Strengths: Starting Pitching. Perhaps only the Detroit Tigers can also boast that they have two legitimate aces. The Dodgers also have a very very good number three in Hyun Jin Ryu. If they get even passable big league pitching from some combination of Danny Haren, Josh Beckett, Chad Billingsley when he’s healthy, and Stephen Fife, they should be in excellent shape. The lineup looks very deep on paper too, but you’re crossing your fingers if you’re a Dodger fan, and hoping for a bit of luck with health.

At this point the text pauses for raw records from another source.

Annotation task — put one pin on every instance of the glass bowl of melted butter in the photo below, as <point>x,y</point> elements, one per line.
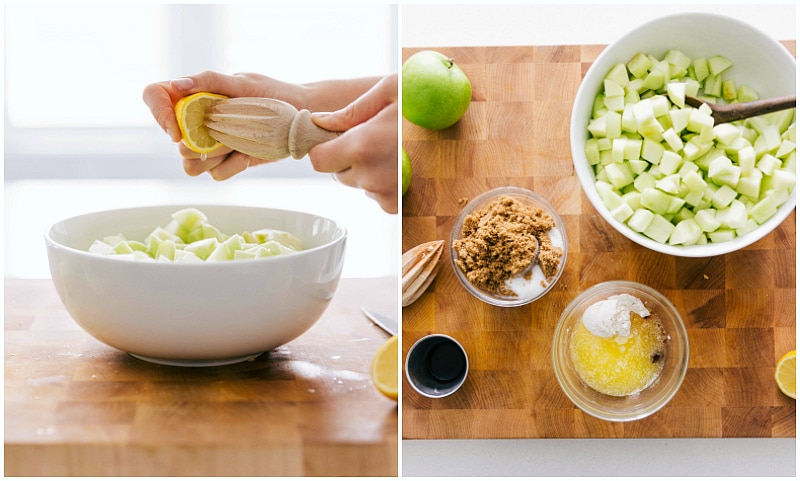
<point>620,351</point>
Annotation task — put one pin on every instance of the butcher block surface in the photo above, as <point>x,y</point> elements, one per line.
<point>74,406</point>
<point>739,308</point>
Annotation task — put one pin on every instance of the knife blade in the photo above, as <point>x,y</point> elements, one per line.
<point>384,322</point>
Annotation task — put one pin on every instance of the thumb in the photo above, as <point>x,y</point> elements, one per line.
<point>365,107</point>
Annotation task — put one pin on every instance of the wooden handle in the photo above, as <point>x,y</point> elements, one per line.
<point>304,134</point>
<point>760,107</point>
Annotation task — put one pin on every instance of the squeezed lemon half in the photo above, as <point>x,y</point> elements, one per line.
<point>786,374</point>
<point>191,113</point>
<point>384,368</point>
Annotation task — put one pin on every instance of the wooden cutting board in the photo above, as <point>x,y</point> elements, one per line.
<point>739,308</point>
<point>76,407</point>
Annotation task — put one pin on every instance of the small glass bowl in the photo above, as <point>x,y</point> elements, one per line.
<point>650,399</point>
<point>532,289</point>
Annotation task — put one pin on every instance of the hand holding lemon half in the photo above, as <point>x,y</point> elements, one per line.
<point>190,111</point>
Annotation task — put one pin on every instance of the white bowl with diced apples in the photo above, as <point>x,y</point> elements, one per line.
<point>658,170</point>
<point>196,285</point>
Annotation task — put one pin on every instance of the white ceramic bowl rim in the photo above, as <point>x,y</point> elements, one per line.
<point>591,85</point>
<point>340,232</point>
<point>512,191</point>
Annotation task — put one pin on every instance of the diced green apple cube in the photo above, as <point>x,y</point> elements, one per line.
<point>652,151</point>
<point>723,197</point>
<point>656,200</point>
<point>734,216</point>
<point>699,121</point>
<point>639,65</point>
<point>618,74</point>
<point>786,148</point>
<point>677,93</point>
<point>612,88</point>
<point>768,164</point>
<point>745,93</point>
<point>640,220</point>
<point>592,151</point>
<point>729,89</point>
<point>750,184</point>
<point>659,229</point>
<point>670,162</point>
<point>700,68</point>
<point>707,220</point>
<point>686,232</point>
<point>615,103</point>
<point>694,181</point>
<point>669,184</point>
<point>643,181</point>
<point>781,179</point>
<point>673,140</point>
<point>638,167</point>
<point>722,171</point>
<point>726,133</point>
<point>680,118</point>
<point>619,175</point>
<point>763,210</point>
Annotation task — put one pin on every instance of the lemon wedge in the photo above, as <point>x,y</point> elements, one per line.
<point>191,113</point>
<point>786,374</point>
<point>384,368</point>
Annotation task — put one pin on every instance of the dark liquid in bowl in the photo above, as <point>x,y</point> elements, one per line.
<point>446,361</point>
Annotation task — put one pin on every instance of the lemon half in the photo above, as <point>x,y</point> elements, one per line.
<point>786,374</point>
<point>191,113</point>
<point>384,368</point>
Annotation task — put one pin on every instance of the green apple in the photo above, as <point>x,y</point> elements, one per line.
<point>406,171</point>
<point>436,92</point>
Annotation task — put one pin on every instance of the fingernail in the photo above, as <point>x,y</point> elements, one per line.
<point>183,83</point>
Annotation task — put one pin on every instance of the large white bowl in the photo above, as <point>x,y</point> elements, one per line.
<point>758,60</point>
<point>195,314</point>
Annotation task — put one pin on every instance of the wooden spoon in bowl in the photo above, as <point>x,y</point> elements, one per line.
<point>723,113</point>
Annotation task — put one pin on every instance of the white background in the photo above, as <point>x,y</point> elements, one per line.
<point>596,23</point>
<point>78,137</point>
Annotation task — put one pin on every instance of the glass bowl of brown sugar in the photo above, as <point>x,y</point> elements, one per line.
<point>508,246</point>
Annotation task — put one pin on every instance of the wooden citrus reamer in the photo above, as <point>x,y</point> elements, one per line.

Weaknesses: Leadership and the bullpen. Somehow, Don Mattingly finished second in the NL Manager of the Year vote. I don’t get it. He’s good enough with young players and coaxing over-achievement out of middling veterans, but if you need good decisions made late in games to pull out victories, he’s not the guy. And he’s proven it. The pen also stands to lose J.P. Howell and Brian Wilson, two key performers who were brilliant down the stretch and must be replaced if they can’t be resigned.
Off-season Needs: They need to figure out who is going to be at third. Former punchline Juan Uribe was quietly solid offensively all year, and oddly brilliant defensively. He can be had back but is it worth a two year deal? If they are going to overpay for someone, and they always do, they should make it Howell. He’s been excellent his entire career, has bundles of post-season experience, and the way Mattingly mismanages bullpens, you can bet Paco Rodriguez will probably falter again as the go-to lefty late in 2014.
2014 Outlook: NL West champs. They should win the division by a decent margin. The talent is there to win 100 games, you figure Mattingly will cost them about 5 with his atrocious managing, but 95 wins should still be good enough.